A Story of Deserializing HTML / XML.

skrape{it} is a Kotlin-based HTML/XML testing and web scraping library that can be used seamlessly in Spring-Boot, Ktor, Android or other Kotlin-JVM projects. The ability to analyze and extract HTML including client-side rendered DOM trees and all other XML-related markup specifications such as SVG, UML, RSS,... makes it unique. It places particular emphasis on ease of use and a high level of readability by providing an intuitive DSL. First and foremost skrape{it} aims to be a testing tool (not tied to a particular test runner), but it can also be used to scrape websites in a convenient fashion.

A Story of Deserializing HTML

Have you ever heard of the kotlinx.html DSL? In case you don't, it is a Kotlin multiplatform library that provides a type-safe DSL to build / serialize static HTML right from your Kotlin code.

But what if we want to do it the other way around and deserialize HTML or XML in Kotlin?

💪 Let's rescue the world (at least in terms of html scraping 🤓) and do it the Kotlin way.

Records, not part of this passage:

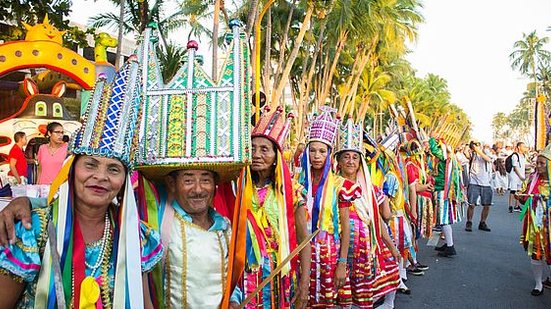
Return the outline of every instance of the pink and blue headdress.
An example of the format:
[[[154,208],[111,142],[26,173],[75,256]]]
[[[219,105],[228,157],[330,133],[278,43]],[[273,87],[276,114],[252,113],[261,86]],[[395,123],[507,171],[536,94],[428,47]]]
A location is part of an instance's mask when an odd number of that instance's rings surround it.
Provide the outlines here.
[[[310,214],[308,222],[308,230],[315,232],[321,229],[321,232],[328,232],[335,235],[338,239],[339,221],[338,221],[338,201],[335,186],[334,175],[331,171],[331,150],[333,149],[335,138],[339,127],[339,119],[333,114],[335,110],[323,106],[320,108],[321,114],[312,115],[310,129],[308,134],[308,146],[304,149],[301,159],[302,171],[300,173],[299,182],[306,188],[308,192],[307,209]],[[310,143],[322,142],[329,148],[325,164],[323,166],[322,176],[318,185],[318,190],[314,199],[312,199],[312,174],[310,166]]]

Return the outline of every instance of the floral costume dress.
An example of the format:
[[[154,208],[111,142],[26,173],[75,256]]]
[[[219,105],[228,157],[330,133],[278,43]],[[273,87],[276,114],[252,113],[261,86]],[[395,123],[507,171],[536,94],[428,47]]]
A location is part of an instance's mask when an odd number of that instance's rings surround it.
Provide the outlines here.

The idea to have a Kotlin-based library to scrape or parse HTML / XML was getting clearer after seeing the awesome talk about Creating Internal DSLs in Kotlin _**_by Venkat Subramaniam at the KotlinConf 2018 in Amsterdam. Totally amazed by the readability and the possibilities a DSL written in Kotlin provides, the idea of Skrape{it}** was born!

The major paradigms of the library are that it's flexible, highly readable, not bound to specific test-runner and reactive / non blocking

Hold on, hold on. I'm already knowing a library that is doing what you described, it's called jSoup or I could could just use Selenium in order to behave in the manner mentioned above.

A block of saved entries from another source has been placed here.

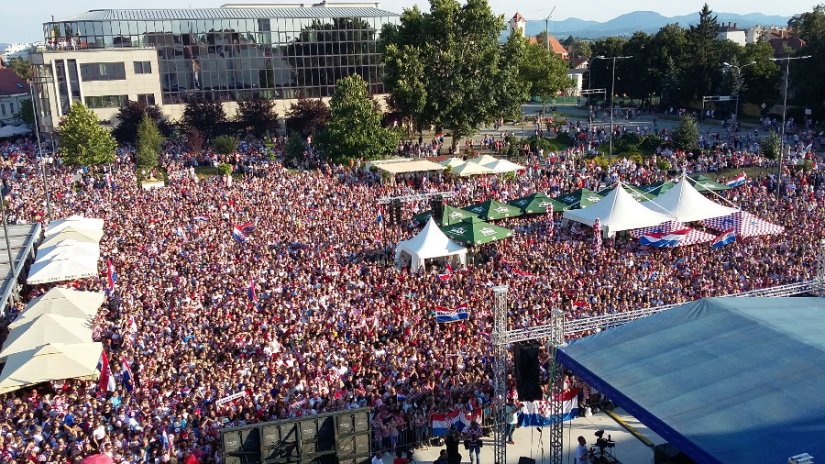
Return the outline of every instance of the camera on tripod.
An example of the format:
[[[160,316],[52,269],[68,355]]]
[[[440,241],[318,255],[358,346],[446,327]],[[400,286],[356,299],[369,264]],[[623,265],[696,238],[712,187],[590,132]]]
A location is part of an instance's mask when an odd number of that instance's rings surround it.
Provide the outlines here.
[[[604,430],[599,430],[596,432],[596,448],[599,448],[602,453],[604,453],[605,448],[613,448],[616,446],[616,442],[610,438],[610,435],[607,435],[607,438],[604,438]]]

Nearly true. Skrape{it} is using jSoup internally to parse HTML documents. But since jSoup is written in Java it's neither null-safe nor intuitiv to use and read. Skrape{it} _**_abstracts the idea of jSoup but it's easy to use by having a focus on readability by simplicity. Furthermore, Skrape{it} offers the possibility to verify expectations by offering a DSL that is specifically designed to do HTML-related assertions and bindings for well-known testing libraries and HTTP clients.

Open source

Skrape{it} is an open source project distributed under the liberal MIT license. The source code is available at GitHub.